How Big Data and Privacy Concerns Create an Exodus from Google
Online privacy has become one of the biggest concerns people have had over the past year. The recent Equifax security breach has sent their fears into overdrive.
Unfortunately, they are less trusting of other large brands as well, including Google. According to an Electronic Information Center poll, consumers are more concerned about Google and Facebook accessing their data than their Internet Service Provider. These fears are likely to rise in the coming year.
Google Privacy Concerns May Reach New Highs in 2018
Google is one of the first companies to build its brand image off of big data. Sergey Brin and Larry Page developed the pagerank algorithm, which relied on crawling content across the Internet to rank content according to its level of authority.
Google’s commitment to big data didn’t end there. Over the years, they have focused on collecting more data on their users to improve the experience of their services and provide more value to their advertisers. However, their commitment to collecting customer data may be starting to hurt them.
These concerns are higher than ever this year. One of the biggest reasons is that Congress recently began doing away with privacy protections. This has opened Pandora’s Box and many ISPs may take advantage of the laxer rules in very concerning ways. While the new policy hasn’t affected Google’s business model in any way, the average customer doesn’t understand the difference. Also, ISPs may collect more data on customer activity on search engines. Google uses secured connections, so ISPs probably can’t see most data customers type. However, they can draw inferences to customer search queries in various ways, such as through tracking tokens use when they click on paid ads.

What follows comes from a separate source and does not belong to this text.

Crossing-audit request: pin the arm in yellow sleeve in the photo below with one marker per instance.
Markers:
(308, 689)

According to cybersecurity experts I have spoken with, people are more worried about their privacy after the protections were pulled back.
“The new policy may be hurting some of my ecommerce customers that need to collect more data on their users. This is going to have negative ramifications for the entire industry,” one cybersecurity professional told me.

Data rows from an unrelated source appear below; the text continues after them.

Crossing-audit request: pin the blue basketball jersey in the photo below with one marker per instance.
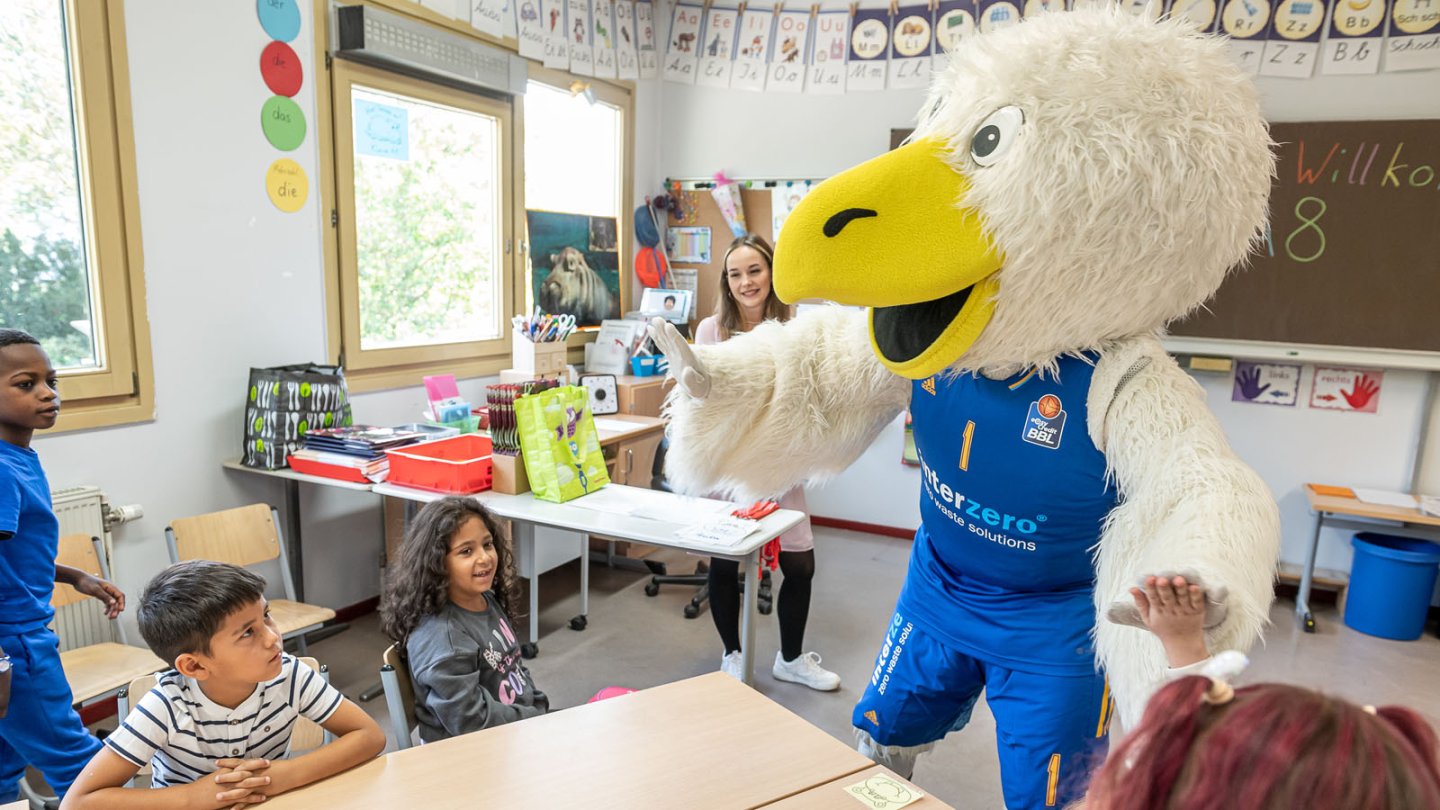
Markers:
(1011, 508)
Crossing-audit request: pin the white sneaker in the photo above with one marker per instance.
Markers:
(730, 665)
(807, 670)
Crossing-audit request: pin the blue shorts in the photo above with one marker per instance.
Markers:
(1050, 730)
(42, 727)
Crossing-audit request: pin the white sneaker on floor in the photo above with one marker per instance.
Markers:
(730, 665)
(805, 669)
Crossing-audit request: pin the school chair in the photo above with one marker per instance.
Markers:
(100, 669)
(399, 695)
(307, 735)
(702, 575)
(244, 536)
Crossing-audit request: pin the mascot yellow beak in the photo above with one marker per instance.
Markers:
(890, 235)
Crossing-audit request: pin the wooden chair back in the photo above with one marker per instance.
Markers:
(241, 536)
(77, 551)
(399, 693)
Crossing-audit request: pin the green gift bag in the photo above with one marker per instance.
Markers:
(559, 443)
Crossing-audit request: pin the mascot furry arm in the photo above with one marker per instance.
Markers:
(1076, 182)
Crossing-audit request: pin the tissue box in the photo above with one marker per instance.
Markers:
(536, 358)
(648, 365)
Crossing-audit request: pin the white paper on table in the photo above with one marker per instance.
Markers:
(1386, 497)
(720, 531)
(614, 425)
(653, 505)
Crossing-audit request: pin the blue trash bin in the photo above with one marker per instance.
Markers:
(1391, 582)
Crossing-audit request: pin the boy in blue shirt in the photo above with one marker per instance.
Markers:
(41, 725)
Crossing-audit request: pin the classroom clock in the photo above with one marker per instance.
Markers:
(604, 398)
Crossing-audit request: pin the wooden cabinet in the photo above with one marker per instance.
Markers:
(631, 461)
(642, 395)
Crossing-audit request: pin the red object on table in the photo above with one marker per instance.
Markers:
(337, 472)
(771, 552)
(454, 466)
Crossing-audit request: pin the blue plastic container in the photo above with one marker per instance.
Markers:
(1391, 582)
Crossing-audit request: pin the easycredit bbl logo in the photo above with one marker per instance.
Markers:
(984, 521)
(1044, 423)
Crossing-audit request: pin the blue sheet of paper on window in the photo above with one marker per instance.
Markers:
(382, 130)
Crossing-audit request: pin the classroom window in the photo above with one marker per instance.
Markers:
(424, 221)
(68, 216)
(576, 162)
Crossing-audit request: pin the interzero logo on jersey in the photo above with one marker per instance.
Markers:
(977, 516)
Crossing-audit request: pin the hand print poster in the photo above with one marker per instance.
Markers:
(1347, 389)
(575, 265)
(1266, 384)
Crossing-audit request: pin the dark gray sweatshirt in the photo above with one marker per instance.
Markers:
(467, 673)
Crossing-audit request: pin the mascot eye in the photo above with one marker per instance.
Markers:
(995, 134)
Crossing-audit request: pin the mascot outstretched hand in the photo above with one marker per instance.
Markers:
(1076, 182)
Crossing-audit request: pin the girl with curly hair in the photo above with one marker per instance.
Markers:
(448, 603)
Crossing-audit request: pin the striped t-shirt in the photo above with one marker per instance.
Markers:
(182, 732)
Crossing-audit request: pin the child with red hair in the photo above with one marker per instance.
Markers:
(1203, 744)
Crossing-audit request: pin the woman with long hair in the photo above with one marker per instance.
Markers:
(746, 300)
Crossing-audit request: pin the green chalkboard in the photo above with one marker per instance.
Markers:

Consumers seem to be relying more on VPNs and trying to hide their personal information from Google these days, which has created a stronger demand for VPN services.
However, some customers have been wary to use VPNs to evade government tracking, because they believe that the government would be more likely to target people that use them. One court even drew attention after setting precedent that judges can issue warrants for VPN users from anywhere in the country, regardless of the district that the user is located.
Will Google’s War on Privacy Drive More Customers Away in 2018?
Dan Arel, an award-winning journalist and technology activist, has said that 2017 has become a perfect storm. Arel states that recent security breaches and concerns about government control has started to raise a number of concerns. He warns that the new president’s administration is starting to track anyone that posts against fascism. He feels that Google and the government are colluding to violate people’s rights.
“I find myself tired of knowing Google is going through the content of my emails and examining my searches to sell me things. I also know our new government (not that our old was too much better) is tracking the activities of anyone who is anti-fascist. I don’t trust them to follow the laws that would otherwise keep me secure from illegal search. So I set out to become more private and that meant leaving Google products and using encrypted, more secure alternatives.”
Many people that commented on Arel’s post echoed his statements. Even the Sudar Pichai, the CEO of Google recently had to address some of these concerns. Pichai said that people continue to use Google’s products, because they can trust them. However, the number of people on Reddit and other social media platforms talking about using other search engines such as DuckDuckGo has risen, which suggests that Pichai is either in denial of the problems or actively pushing to transform the public image.
The fate of Google remains uncertain. One thing is clear – customers are wary of it collecting their data and may start to look for other alternatives if those concerns don’t abate in the near future.